O secretário de Segurança Alimentar e Nutricional de Curitiba, Luiz Dâmaso Gusi, frisou a necessidade de agregar forças de diferentes entes para combater o problema. “Quando falamos em agenda alimentar, é possível trazer a sociedade civil organizada que precisa ser trabalhada de maneira integrada. É evidente que precisamos trabalhar uma agenda de alimentação urbana com a conciliação de políticas. A agenda alimentar é transversal”.
A nutricionista Naína Lopes de Souza de Jesus, que atua no Programa de Resíduos Sólidos do Grupo Risotolândia, que produz 550 mil refeições diárias, trouxe o olhar da indústria para a discussão. Para ela, é preciso repensar alguns pontos da legislação. “Nosso excedente de matéria-prima vai para o Mesa Brasil, mas há uma questão fiscal nisso. Quando faço essa doação, estou pagando imposto. Então há um custo para a doação. É preciso pensar em saídas que eliminem o custo fiscal. Além disso, é necessário refletir sobre doações seguras. Hoje, sou co-responsável por um alimento pronto doado. É necessário pensar em legislação que resguardem a indústria nesses casos”, opinou.

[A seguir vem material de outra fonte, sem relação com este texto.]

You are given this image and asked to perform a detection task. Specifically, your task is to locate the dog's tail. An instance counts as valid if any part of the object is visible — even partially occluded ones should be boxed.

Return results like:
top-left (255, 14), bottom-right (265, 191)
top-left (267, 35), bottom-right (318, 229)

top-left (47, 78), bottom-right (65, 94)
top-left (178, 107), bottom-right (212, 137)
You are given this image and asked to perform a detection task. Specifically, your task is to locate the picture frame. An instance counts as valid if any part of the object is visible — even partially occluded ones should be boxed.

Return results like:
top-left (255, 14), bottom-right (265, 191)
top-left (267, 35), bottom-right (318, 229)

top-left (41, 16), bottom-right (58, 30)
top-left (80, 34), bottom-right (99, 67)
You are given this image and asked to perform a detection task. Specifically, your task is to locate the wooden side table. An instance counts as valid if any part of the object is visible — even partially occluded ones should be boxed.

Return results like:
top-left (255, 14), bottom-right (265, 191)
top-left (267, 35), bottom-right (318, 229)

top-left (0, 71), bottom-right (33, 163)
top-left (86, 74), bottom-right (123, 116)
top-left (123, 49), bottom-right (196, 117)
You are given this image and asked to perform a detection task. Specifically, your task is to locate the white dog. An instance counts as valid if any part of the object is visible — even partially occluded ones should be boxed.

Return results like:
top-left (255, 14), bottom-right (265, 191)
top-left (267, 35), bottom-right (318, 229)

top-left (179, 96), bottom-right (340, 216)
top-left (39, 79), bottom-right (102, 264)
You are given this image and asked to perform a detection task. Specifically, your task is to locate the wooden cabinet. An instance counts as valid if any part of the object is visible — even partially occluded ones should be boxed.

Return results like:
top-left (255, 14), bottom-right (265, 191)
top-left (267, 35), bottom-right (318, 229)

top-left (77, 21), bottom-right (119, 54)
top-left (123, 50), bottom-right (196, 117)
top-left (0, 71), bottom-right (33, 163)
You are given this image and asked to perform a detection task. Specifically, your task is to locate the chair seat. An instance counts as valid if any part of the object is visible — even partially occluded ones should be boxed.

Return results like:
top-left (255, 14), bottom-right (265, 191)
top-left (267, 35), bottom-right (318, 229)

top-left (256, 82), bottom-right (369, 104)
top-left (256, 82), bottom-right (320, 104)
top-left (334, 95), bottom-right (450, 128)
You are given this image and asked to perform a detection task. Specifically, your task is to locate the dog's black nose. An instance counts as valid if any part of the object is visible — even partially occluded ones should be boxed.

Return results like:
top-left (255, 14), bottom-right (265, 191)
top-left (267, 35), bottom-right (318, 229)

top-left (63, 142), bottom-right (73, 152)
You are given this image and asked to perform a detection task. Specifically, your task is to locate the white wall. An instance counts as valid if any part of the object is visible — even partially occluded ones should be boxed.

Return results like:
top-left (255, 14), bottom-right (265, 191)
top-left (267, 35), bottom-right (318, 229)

O empresário do setor gastronômico, Beto Madalosso, também participou do debate e defendeu os restaurantes. “É importante lembrar que o setor é representado por restaurantes pequenos. Existe uma fantasia muito grande do desperdício de alimentos em restaurantes. O trabalho em restaurante é justamente para não desperdiçar alimentos. Quando se tem desperdício, é que existe um problema de gestão. Alimento bom fica dentro do restaurante. A logística de doação de alimentos é muito mais difícil que doar dinheiro, por exemplo”, afirmou.
Luciano Bartolomeu, diretor-executivo da Associação Brasileira de Bares e Restaurantes (Abrasel-PR), sugeriu a criação de selo concedido aos estabelecimentos que evitam o desperdício. “Poderíamos criar um selo de não-desperdício. Quem tiver o selo, pode receber benefícios”, disse. O presidente da entidade, Luís Fernando Menuci, e o presidente da Associação Brasileira de Bares e Casas Noturnas (Abrabar), Fábio Aguayo, também participaram da audiência pública.